Im 21. Jahrhundert rivalisieren die USA und China um wirtschaftliche, politische und militärische Dominanz. Deutschland und Europa geraten zusehends in die Zwickmühle und werden zum Kollateralschaden dieser historischen Auseinandersetzung, wenn ihre Entscheidungsträger keine Handlungsoptionen entwickeln, um in dem härter werdenden geoökonomischen Wettbewerb ihre Interessen zu verteidigen. Ausführlicher dazu die Analyse von Josef Braml in der Zeitschrift für Außen- und Sicherheitspolitik (ZfAS).
▶ Internationale Konflikte werden zunehmend mit geoökonomischen Mitteln ausgetragen.

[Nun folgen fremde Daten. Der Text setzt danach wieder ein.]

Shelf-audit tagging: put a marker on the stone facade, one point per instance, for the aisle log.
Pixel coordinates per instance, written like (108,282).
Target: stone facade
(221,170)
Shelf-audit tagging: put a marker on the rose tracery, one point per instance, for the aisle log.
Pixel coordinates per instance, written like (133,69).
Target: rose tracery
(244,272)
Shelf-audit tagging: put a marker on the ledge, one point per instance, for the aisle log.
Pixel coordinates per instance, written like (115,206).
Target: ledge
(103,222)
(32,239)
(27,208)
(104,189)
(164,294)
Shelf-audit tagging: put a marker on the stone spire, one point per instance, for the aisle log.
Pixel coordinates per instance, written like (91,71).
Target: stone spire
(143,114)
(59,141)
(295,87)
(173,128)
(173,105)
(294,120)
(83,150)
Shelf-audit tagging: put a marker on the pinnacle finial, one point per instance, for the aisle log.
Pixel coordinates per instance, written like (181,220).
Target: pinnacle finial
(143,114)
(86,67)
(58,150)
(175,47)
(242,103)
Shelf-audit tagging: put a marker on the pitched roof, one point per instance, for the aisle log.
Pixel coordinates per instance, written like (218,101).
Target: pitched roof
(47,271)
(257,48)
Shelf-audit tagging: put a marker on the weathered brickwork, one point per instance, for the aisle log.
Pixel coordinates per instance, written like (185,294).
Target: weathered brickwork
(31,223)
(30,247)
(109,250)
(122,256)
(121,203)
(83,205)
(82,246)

Vor allem die USA und China verweisen geostrategisch auf das Gewicht ihrer Märkte. Die USA nutzen alle wirtschaftlichen Mittel, um den Aufstieg Chinas einzudämmen oder sogar zurückzudrängen. Die Wirtschaft ist nicht mehr das Ziel, sondern das Mittel zu einem geostrategischen Zweck. In dieser geoökonomischen Rivalität wird die Wirtschaft als Waffe eingesetzt.

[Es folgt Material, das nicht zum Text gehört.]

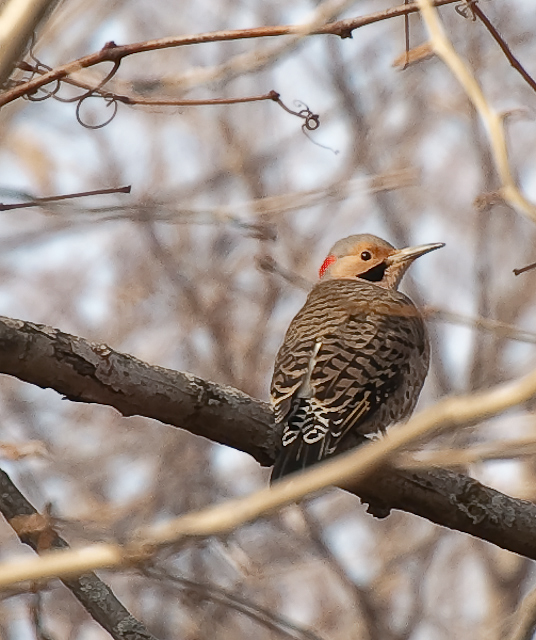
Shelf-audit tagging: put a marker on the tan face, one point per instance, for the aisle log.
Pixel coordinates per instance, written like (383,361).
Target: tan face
(363,259)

▶ Vor allem international agierende deutsche Unternehmen sind ins Fadenkreuz geoökonomischer Strategien der Großmächte USA und China geraten. Deutschland ist eine der am stärksten verflochtenen und damit umso mehr von einer möglichen Deglobalisierung betroffenen Volkswirtschaften der Welt. Soweit Deutschland und seine Unternehmen von der Öffnung der Weltmärkte profitiert haben, drohen ihnen auch Verluste bei Abschottungstendenzen im Zuge des chinesisch-amerikanischen Machtwettbewerbs.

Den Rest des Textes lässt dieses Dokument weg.